The European Academy of Management (EURAM) was founded in 2001 and its head office is in Brussels, Belgium. The first EURAM Annual Conference was titled European Management Research: Trends and Challenges and was hosted by the IESE Business School in Barcelona, Spain. EURAM has continued to develop programs and activities to accompany members throughout their professional career life-cycle. Additional initiatives include the creation of the European Management Review in 2003; the Doctoral Consortium started in 2006; Strategic Interest Groups launched in 2009; the European Directors of Research program started in 2009; and the junior faculty program, the EURAM Early Career Colloquium, launched in 2010.
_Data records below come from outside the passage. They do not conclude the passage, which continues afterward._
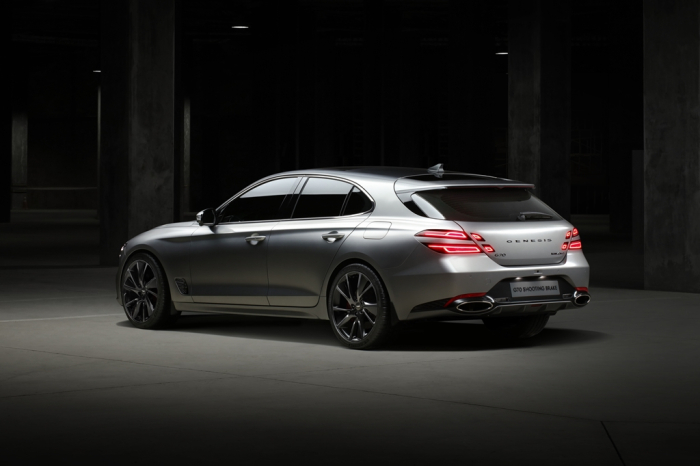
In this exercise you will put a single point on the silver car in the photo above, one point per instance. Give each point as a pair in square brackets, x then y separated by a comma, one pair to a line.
[365, 248]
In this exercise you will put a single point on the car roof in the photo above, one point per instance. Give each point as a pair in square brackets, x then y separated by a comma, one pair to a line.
[411, 179]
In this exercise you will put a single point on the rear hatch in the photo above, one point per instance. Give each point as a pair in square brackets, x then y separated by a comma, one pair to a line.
[519, 228]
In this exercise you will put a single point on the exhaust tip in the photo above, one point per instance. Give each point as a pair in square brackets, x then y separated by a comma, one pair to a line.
[474, 307]
[581, 299]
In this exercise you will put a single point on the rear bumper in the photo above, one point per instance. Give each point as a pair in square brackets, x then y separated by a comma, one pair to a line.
[416, 287]
[487, 306]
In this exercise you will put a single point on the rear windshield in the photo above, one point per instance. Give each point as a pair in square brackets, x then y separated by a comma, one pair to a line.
[484, 205]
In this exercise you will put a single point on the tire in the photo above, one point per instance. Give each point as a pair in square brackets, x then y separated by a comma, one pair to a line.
[517, 327]
[362, 323]
[145, 293]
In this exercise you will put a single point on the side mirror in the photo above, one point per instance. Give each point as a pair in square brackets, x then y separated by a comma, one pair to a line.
[207, 217]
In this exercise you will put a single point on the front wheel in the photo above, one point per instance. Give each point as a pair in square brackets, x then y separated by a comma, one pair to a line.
[145, 293]
[358, 308]
[517, 327]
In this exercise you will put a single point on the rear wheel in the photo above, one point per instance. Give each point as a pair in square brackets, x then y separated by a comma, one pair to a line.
[358, 308]
[517, 327]
[145, 293]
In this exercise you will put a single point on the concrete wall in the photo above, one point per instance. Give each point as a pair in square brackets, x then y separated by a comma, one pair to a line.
[672, 145]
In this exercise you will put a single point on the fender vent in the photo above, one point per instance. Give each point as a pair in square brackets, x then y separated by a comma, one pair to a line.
[182, 286]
== Governance structure ==

=== EURAM Board ===

- Chairperson: Niels Noorderhaven, Tilburg University
- President: Professor Alessandro Zattoni, LUISS University

Board Members:

- Professor Niels Noorderhaven, Chairperson
- Professor Alessandro Zattoni, President
- Professor Dorota Dobija, Kozminski University
- Professor Dieter Bögenhold, University of Klagenfurt
- Professor Lucrezia Songini, SDA Bocconi School of Management & Eastern Piedmont University
- Professor Hamid Kazeroony, North-West University, S. Africa
- Professor Anabel Fernandez Mesa, University of Valencia
- Professor Peter McKiernan, University of Strathclyde
- Luisa Jaffé, Executive Officer, ex officio member

== Editors of the European Management Review ==

- Anna Grandori, Bocconi University, Milan, Italy
- Michael Morley, Kemmy Business School, University of Limerick, Ireland

== Special Interest Groups (SIGs) ==

At EURAM, Special Interest Groups are organised networks of researchers focused on a specific subfields of management scholarship. Launched in 2009, SIGs are run by members and organize workshops, seminars, conferences throughout the year. The SIGs also organise dedicated tracks at the annual EURAM conferences.
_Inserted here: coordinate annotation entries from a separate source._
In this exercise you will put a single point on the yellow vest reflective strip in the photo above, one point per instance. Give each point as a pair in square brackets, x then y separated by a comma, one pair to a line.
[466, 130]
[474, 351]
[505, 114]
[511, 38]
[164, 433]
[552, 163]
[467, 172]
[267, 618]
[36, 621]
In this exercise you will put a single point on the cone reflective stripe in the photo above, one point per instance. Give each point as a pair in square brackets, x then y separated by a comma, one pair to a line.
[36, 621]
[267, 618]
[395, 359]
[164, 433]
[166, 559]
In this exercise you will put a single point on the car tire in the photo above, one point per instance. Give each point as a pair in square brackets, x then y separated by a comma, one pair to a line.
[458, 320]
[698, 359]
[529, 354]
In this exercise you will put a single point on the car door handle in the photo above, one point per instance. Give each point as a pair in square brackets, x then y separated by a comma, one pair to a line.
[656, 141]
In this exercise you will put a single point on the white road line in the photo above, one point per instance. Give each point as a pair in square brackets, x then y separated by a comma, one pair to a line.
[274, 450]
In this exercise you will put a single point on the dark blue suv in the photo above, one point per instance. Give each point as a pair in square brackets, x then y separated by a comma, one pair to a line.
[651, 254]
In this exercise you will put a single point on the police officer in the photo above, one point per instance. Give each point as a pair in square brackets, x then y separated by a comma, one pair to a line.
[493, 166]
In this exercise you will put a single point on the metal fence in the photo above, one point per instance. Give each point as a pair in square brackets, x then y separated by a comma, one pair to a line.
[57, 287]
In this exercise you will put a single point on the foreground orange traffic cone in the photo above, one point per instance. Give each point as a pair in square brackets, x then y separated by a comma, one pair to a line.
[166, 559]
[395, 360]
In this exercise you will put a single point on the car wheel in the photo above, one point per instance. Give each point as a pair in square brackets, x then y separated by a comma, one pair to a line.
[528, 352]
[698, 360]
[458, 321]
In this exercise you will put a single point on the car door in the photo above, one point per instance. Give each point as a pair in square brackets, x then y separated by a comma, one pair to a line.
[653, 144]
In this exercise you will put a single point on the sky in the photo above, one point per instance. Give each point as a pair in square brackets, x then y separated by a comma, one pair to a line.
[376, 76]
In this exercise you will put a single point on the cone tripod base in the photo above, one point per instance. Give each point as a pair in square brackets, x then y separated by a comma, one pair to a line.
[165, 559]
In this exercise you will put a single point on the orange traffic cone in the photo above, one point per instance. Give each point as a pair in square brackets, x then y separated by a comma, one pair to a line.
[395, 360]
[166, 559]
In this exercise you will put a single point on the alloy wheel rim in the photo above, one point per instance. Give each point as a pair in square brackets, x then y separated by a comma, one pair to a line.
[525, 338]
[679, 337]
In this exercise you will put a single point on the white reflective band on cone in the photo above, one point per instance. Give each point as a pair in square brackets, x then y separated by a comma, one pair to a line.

Currently there are 13 standing SIGs at EURAM:
- Business for Society
- Corporate Governance
- Entrepreneurship
- Family Business Research
- Gender, Race and Diversity in Organisations
- Innovation
- International Management
- Managing Sport
- Organisational Behaviour
- Project Organising
- Public and Non-Profit Management
- Research Methods and Research Practice
- Strategic Management

== Journal ==

European Management Review is a quarterly peer-reviewed academic journal published by John Wiley & Sons on behalf of the European Academy of Management. The journal is abstracted and indexed by Current Contents/Social & Behavioral Sciences, Social Sciences Citation Index, Scopus, ProQuest databases, and EBSCO databases.

According to the Journal Citation Reports, the journal has an increased 2021 impact factor of 3.000, ranking it 165th out of 228 journals in the category "Management". Though thus clearly a third-tier (Q3) journal, the journal remains classified as a second-tier (Q2) journal in the 2021 Chartered Association of Business Schools Academic Journal Guide ranking.